What you'll do in Go:

buf := make([]byte, 1024)
n, err := conn.Read(buf)    // Go calls read() syscall, blocks until data arrives
data := buf[:n]

conn.Write([]byte("HTTP/1.1 200 OK\r\n..."))  // Go calls write() syscall

Go's runtime runs an epoll/kqueue loop under the hood (called netpoll). When you call conn.Read(), Go parks the goroutine and switches to other work. When the kernel says data is ready, Go wakes your goroutine back up.
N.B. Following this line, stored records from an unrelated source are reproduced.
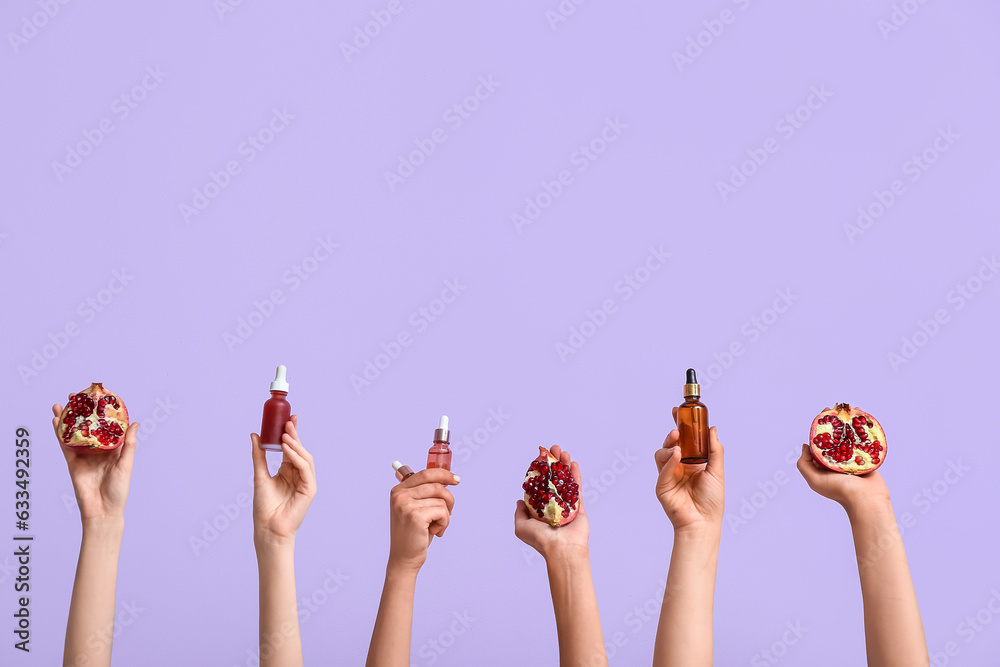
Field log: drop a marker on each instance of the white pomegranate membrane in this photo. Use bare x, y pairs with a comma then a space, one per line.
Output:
848, 440
550, 492
93, 419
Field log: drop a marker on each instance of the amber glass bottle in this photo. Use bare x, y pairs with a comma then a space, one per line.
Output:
692, 422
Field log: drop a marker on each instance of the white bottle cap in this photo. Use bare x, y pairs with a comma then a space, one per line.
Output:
279, 383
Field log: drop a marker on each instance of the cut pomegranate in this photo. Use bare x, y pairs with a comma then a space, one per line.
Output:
93, 420
846, 439
550, 492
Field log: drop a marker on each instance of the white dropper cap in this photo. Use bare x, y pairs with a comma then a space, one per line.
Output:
279, 383
441, 433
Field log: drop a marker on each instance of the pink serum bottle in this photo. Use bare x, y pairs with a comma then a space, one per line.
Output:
402, 472
439, 455
277, 411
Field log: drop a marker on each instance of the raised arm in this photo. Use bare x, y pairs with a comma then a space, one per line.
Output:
279, 506
894, 632
101, 483
693, 496
567, 560
419, 509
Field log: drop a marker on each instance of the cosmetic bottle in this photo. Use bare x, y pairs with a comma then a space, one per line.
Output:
692, 422
439, 455
402, 472
277, 411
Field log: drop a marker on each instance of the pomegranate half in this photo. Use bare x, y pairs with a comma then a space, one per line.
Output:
848, 440
550, 492
93, 420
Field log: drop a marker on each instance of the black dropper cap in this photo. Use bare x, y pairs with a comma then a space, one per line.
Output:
691, 387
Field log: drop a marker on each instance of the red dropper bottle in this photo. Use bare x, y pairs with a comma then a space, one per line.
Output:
439, 455
277, 411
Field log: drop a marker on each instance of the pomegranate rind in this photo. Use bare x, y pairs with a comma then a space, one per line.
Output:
550, 512
846, 459
72, 423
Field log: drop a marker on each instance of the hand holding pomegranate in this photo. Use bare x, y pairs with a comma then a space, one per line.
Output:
100, 477
420, 509
535, 530
280, 502
691, 495
850, 491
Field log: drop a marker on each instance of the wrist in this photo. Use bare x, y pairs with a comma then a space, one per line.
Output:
402, 568
103, 526
700, 531
266, 540
869, 510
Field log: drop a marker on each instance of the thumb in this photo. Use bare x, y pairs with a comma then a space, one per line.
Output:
260, 472
715, 455
127, 456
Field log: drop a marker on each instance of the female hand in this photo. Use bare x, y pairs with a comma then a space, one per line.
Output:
280, 502
691, 495
101, 478
546, 539
851, 491
419, 508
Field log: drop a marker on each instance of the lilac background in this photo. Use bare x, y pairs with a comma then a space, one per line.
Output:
162, 338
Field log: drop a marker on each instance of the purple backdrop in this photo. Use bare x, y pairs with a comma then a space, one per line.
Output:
798, 200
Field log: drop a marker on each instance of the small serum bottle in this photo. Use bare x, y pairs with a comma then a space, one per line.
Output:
692, 422
402, 472
277, 411
439, 455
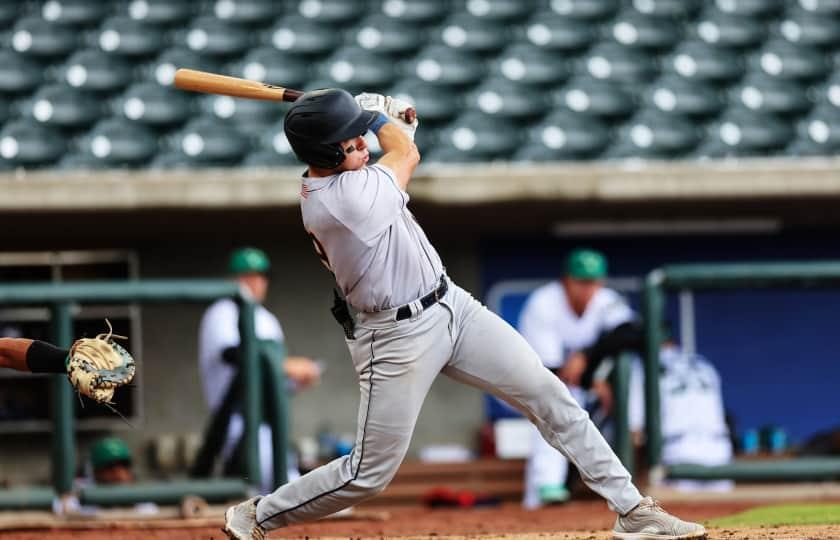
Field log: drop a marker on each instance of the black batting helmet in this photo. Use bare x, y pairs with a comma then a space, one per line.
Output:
319, 120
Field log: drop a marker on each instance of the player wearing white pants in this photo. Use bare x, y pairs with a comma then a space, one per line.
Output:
412, 323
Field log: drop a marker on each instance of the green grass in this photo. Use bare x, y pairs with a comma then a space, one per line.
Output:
785, 514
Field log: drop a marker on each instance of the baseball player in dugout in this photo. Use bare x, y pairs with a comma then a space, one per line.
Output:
219, 358
405, 321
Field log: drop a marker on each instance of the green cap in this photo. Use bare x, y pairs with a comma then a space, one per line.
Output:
248, 259
109, 450
586, 264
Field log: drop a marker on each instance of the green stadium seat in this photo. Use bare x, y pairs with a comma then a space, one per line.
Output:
129, 37
590, 10
154, 105
614, 62
211, 141
704, 62
18, 73
762, 92
677, 95
414, 11
301, 36
165, 12
213, 37
95, 70
162, 69
500, 97
565, 135
382, 35
633, 29
595, 97
24, 143
465, 32
62, 106
443, 66
786, 60
723, 29
36, 37
524, 63
118, 142
809, 28
269, 65
427, 100
553, 32
75, 12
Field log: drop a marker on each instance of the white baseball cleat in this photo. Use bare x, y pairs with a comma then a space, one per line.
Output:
648, 521
241, 521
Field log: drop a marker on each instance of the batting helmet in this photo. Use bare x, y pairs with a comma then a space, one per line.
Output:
319, 120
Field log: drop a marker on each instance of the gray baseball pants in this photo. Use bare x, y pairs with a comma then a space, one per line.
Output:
397, 361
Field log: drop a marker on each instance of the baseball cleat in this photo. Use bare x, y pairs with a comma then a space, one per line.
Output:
241, 521
648, 521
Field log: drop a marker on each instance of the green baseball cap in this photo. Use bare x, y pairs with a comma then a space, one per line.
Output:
248, 259
586, 264
108, 451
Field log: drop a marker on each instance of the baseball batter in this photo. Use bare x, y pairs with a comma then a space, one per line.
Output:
412, 323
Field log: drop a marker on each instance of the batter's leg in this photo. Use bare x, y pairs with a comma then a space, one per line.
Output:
492, 356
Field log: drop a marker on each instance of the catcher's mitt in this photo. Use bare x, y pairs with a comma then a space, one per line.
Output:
96, 366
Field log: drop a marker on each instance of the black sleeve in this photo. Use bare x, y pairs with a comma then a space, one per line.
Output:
43, 357
629, 336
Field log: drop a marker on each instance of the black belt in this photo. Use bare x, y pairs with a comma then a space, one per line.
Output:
427, 301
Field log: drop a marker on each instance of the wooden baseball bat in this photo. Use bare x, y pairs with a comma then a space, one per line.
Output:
213, 83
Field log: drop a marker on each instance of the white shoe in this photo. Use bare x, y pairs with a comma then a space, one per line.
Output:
241, 521
648, 521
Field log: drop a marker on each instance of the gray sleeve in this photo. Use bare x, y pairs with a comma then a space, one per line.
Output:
367, 201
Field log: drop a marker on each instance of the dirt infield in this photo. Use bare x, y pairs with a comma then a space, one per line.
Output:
588, 520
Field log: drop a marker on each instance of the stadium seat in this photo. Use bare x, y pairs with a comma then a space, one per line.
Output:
18, 73
414, 11
748, 132
809, 28
154, 105
595, 97
162, 69
783, 59
762, 92
62, 106
723, 29
465, 32
678, 95
165, 12
95, 70
75, 12
524, 63
652, 134
553, 32
118, 142
704, 62
500, 97
479, 134
266, 64
633, 29
614, 62
382, 35
24, 143
354, 67
213, 37
585, 9
207, 140
301, 36
37, 37
440, 65
129, 37
565, 135
427, 100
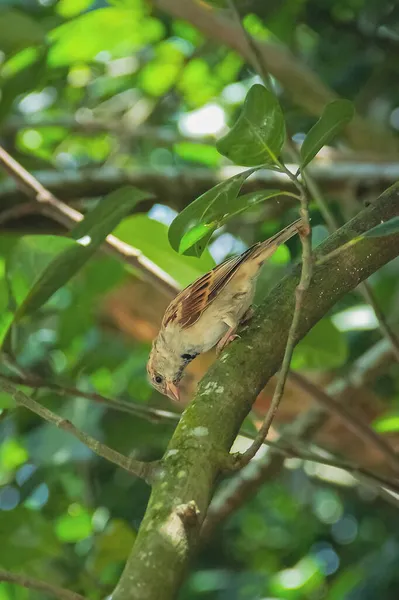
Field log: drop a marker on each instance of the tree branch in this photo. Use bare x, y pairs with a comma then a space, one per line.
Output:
133, 466
40, 586
300, 294
303, 85
210, 423
359, 428
67, 216
247, 482
175, 188
131, 408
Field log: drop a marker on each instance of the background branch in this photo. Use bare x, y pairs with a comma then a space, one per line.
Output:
247, 482
68, 216
40, 586
299, 82
209, 425
133, 466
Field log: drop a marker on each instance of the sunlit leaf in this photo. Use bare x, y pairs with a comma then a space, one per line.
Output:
113, 545
324, 347
200, 153
208, 210
388, 228
387, 423
75, 525
70, 8
12, 454
335, 116
151, 237
259, 133
73, 252
19, 30
105, 29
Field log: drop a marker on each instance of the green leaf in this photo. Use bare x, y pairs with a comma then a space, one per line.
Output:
12, 454
151, 237
335, 115
199, 153
18, 30
75, 525
324, 347
387, 423
388, 228
22, 80
259, 133
105, 29
208, 210
113, 545
87, 236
You write blocking-style code but get non-blocking performance.

What to learn:

  • What a system call is (user program → kernel boundary)
  • read() vs recv() and write() vs send() on sockets
  • Blocking vs non-blocking I/O — why recv() can hang forever on a blocking socket
  • I/O multiplexing: select()poll()epoll (Linux) / kqueue (macOS) — how one thread watches many connections
  • Why CerberusHTTP uses edge-triggered epoll (EPOLLET) and reads in a loop until EAGAIN
  • How Go's goroutine scheduler + netpoll gives you the same result without manual epoll code

Build checkpoint: Read raw bytes from the connected client, print them to stdout, and write a hardcoded response back.


Piece 3: HTTP Parsing (Making Sense of the Bytes)
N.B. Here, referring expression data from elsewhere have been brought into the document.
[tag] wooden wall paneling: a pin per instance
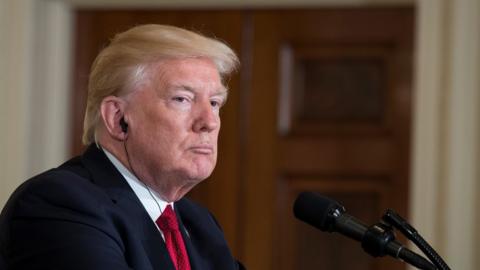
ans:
(95, 27)
(328, 100)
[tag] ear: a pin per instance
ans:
(112, 109)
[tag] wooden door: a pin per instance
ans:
(321, 103)
(329, 112)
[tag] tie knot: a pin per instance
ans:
(168, 220)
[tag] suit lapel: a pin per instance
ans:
(106, 176)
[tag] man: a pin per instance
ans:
(152, 122)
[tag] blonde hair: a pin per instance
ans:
(122, 64)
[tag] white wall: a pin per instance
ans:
(34, 83)
(34, 86)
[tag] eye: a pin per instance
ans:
(180, 99)
(215, 103)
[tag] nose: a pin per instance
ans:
(206, 118)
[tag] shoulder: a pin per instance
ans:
(64, 193)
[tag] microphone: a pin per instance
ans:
(330, 216)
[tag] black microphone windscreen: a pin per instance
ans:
(314, 209)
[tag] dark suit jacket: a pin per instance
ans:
(84, 215)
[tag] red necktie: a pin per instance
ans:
(167, 222)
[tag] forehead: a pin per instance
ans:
(189, 72)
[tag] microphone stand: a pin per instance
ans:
(402, 225)
(378, 241)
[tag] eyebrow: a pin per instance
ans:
(223, 91)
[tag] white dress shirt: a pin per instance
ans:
(148, 197)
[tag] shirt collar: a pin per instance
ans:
(148, 197)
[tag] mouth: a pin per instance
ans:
(202, 149)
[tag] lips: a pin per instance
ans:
(202, 149)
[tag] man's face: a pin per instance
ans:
(174, 123)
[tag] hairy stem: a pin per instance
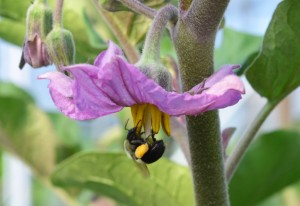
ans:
(194, 39)
(184, 5)
(151, 49)
(57, 19)
(242, 146)
(139, 7)
(204, 16)
(130, 51)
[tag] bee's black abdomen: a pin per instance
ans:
(154, 153)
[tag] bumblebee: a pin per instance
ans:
(143, 151)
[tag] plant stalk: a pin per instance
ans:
(57, 20)
(151, 49)
(140, 8)
(194, 39)
(130, 51)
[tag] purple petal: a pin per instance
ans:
(225, 70)
(79, 99)
(126, 85)
(107, 55)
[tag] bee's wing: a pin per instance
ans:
(140, 164)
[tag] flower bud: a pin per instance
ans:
(61, 47)
(38, 25)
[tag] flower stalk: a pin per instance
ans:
(57, 20)
(140, 8)
(151, 51)
(194, 39)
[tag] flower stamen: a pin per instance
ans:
(151, 118)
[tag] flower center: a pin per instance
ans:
(149, 116)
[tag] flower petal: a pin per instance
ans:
(107, 55)
(127, 85)
(80, 98)
(225, 70)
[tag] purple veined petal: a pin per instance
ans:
(228, 92)
(120, 84)
(80, 98)
(60, 87)
(107, 55)
(127, 85)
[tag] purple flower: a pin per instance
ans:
(112, 83)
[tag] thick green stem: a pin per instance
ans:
(58, 13)
(196, 63)
(139, 7)
(151, 49)
(130, 51)
(194, 43)
(239, 151)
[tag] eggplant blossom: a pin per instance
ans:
(92, 91)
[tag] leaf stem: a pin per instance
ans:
(151, 49)
(57, 20)
(140, 8)
(129, 49)
(242, 146)
(204, 16)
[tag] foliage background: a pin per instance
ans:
(246, 22)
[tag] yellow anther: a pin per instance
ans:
(137, 112)
(155, 118)
(165, 118)
(141, 150)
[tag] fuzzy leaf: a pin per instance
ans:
(275, 73)
(115, 175)
(236, 47)
(27, 132)
(271, 164)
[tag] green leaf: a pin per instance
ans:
(68, 133)
(115, 175)
(236, 47)
(12, 26)
(27, 132)
(275, 73)
(271, 164)
(246, 64)
(11, 90)
(14, 10)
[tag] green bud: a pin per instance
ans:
(38, 25)
(61, 47)
(39, 21)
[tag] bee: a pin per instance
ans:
(143, 151)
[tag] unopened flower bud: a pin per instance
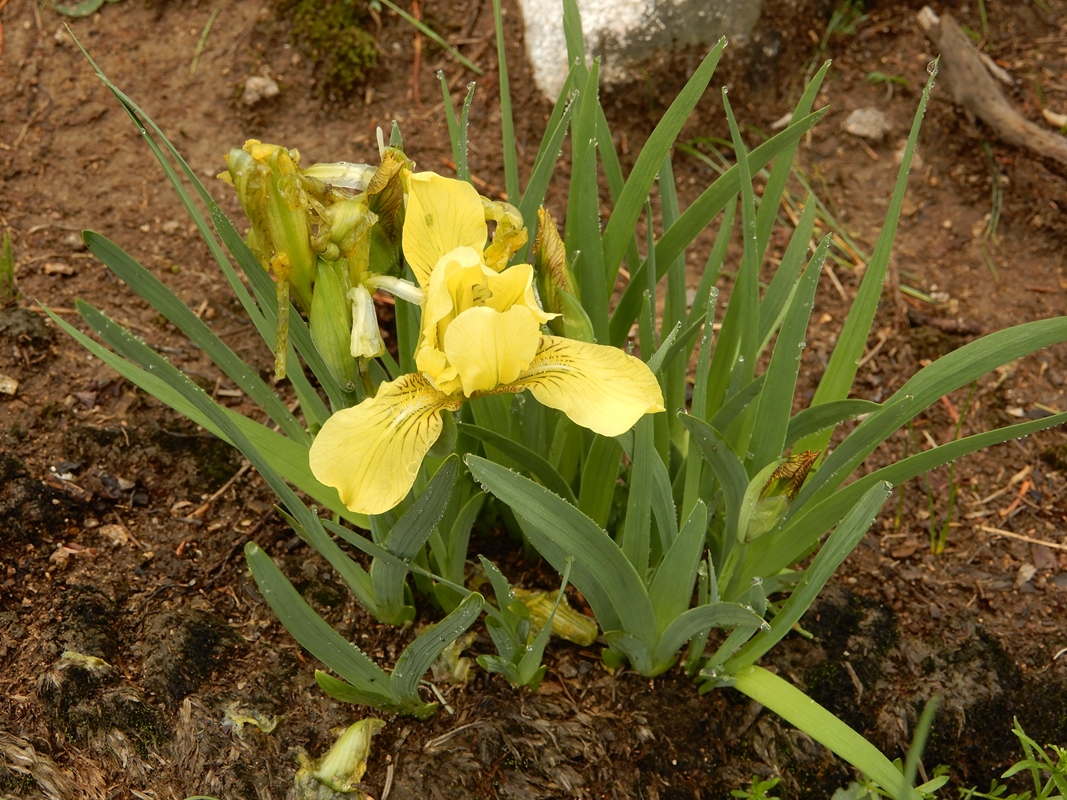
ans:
(331, 319)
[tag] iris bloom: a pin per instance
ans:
(480, 335)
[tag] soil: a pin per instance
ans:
(122, 525)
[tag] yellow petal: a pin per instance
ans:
(442, 214)
(599, 387)
(489, 349)
(370, 453)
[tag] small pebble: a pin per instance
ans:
(868, 124)
(257, 89)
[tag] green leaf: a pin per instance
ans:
(803, 713)
(775, 188)
(841, 370)
(544, 164)
(799, 533)
(287, 457)
(420, 654)
(583, 232)
(84, 9)
(776, 399)
(725, 463)
(637, 527)
(405, 540)
(948, 373)
(348, 693)
(671, 588)
(538, 466)
(559, 530)
(783, 285)
(599, 477)
(427, 31)
(507, 125)
(697, 620)
(696, 219)
(313, 632)
(631, 202)
(164, 301)
(826, 415)
(838, 546)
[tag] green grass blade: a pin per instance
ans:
(559, 530)
(841, 370)
(631, 202)
(290, 457)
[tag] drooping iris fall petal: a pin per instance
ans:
(599, 387)
(442, 214)
(371, 452)
(489, 349)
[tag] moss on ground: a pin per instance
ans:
(333, 34)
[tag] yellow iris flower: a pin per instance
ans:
(480, 335)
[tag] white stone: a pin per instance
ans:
(868, 124)
(625, 32)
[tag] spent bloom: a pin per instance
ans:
(481, 334)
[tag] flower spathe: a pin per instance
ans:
(481, 334)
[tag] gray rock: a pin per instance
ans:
(626, 32)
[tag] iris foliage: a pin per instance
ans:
(682, 530)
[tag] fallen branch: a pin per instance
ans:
(976, 91)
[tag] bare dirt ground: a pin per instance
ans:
(122, 525)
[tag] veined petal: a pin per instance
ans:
(599, 387)
(489, 349)
(370, 453)
(442, 214)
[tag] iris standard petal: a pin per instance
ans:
(489, 349)
(371, 452)
(599, 387)
(442, 214)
What this means: The raw bytes you read from the socket are an HTTP request. HTTP/1.1 is a text protocol — you parse it by reading lines and splitting strings. The format is:

GET /path HTTP/1.1\r\n
Host: localhost:8000\r\n
Content-Type: application/json\r\n
Content-Length: 27\r\n
\r\n
{"key": "value"}

What CerberusHTTP does (C++):

  1. appendData() — accumulate bytes into a string (TCP can split one request across multiple reads)
  2. isRequestComplete() — check for \r\n\r\n (end of headers) + verify Content-Length bytes received
  3. parseStartLine() — split GET /path HTTP/1.1 into method, path, version
  4. parseHeaders() — split each line on :, trim whitespace, store in a map
  5. parseMessageBody() — parse JSON body using simdjson

See: src/parser/parser.cpp — the full HttpParser class

What you'll do in Go:

// Read the full request
request := ""
for {
    n, _ := conn.Read(buf)
    request += string(buf[:n])
    if strings.Contains(request, "\r\n\r\n") {
        break
    }
}

// Split headers from body
parts := strings.SplitN(request, "\r\n\r\n", 2)
headerSection := parts[0]
body := parts[1]

// Parse start line
lines := strings.Split(headerSection, "\r\n")
startLine := strings.Split(lines[0], " ")
method := startLine[0]    // "GET"
path := startLine[1]      // "/path"
version := startLine[2]   // "HTTP/1.1"

// Parse headers
headers := make(map[string]string)
for _, line := range lines[1:] {
    kv := strings.SplitN(line, ": ", 2)
    headers[kv[0]] = kv[1]
}

What to learn:

  • The HTTP/1.1 request format: start line, headers, blank line (\r\n\r\n), optional body
  • Why you must handle partial reads — TCP is a stream, not a message protocol. One read() might give you half a request
  • Content-Length — how to know when you've received the full body
  • Building the HTTP response format: status line + headers + body
  • Common status codes: 200 OK, 400 Bad Request, 404 Not Found, 500 Internal Server Error

Build checkpoint: Parse method, path, headers, and body from the raw bytes. Send back a proper HTTP response that a browser or curl can understand.


Final Project Structure

http-server/
├── main.go          # Entry point: listen, accept, handle connections
├── server.go        # TCP listener setup, connection loop
├── parser.go        # HTTP request parsing (start line, headers, body)
├── response.go      # HTTP response builder
├── go.mod
└── requirements.md

Test It With

# Start your server
go run .

# In another terminal
curl -v http://localhost:8000/
curl -v -X POST -H "Content-Type: application/json" -d '{"hello":"world"}' http://localhost:8000/api

Key Insight

CerberusHTTP manually calls epoll_create1(), epoll_ctl(), epoll_wait(), manages non-blocking fds, and maintains a per-connection parser map. In Go, the runtime does all of this for you — each conn.Read() in a goroutine is automatically multiplexed by Go's netpoll. Your job is to understand what's happening underneath so you can debug, optimize, and extend it.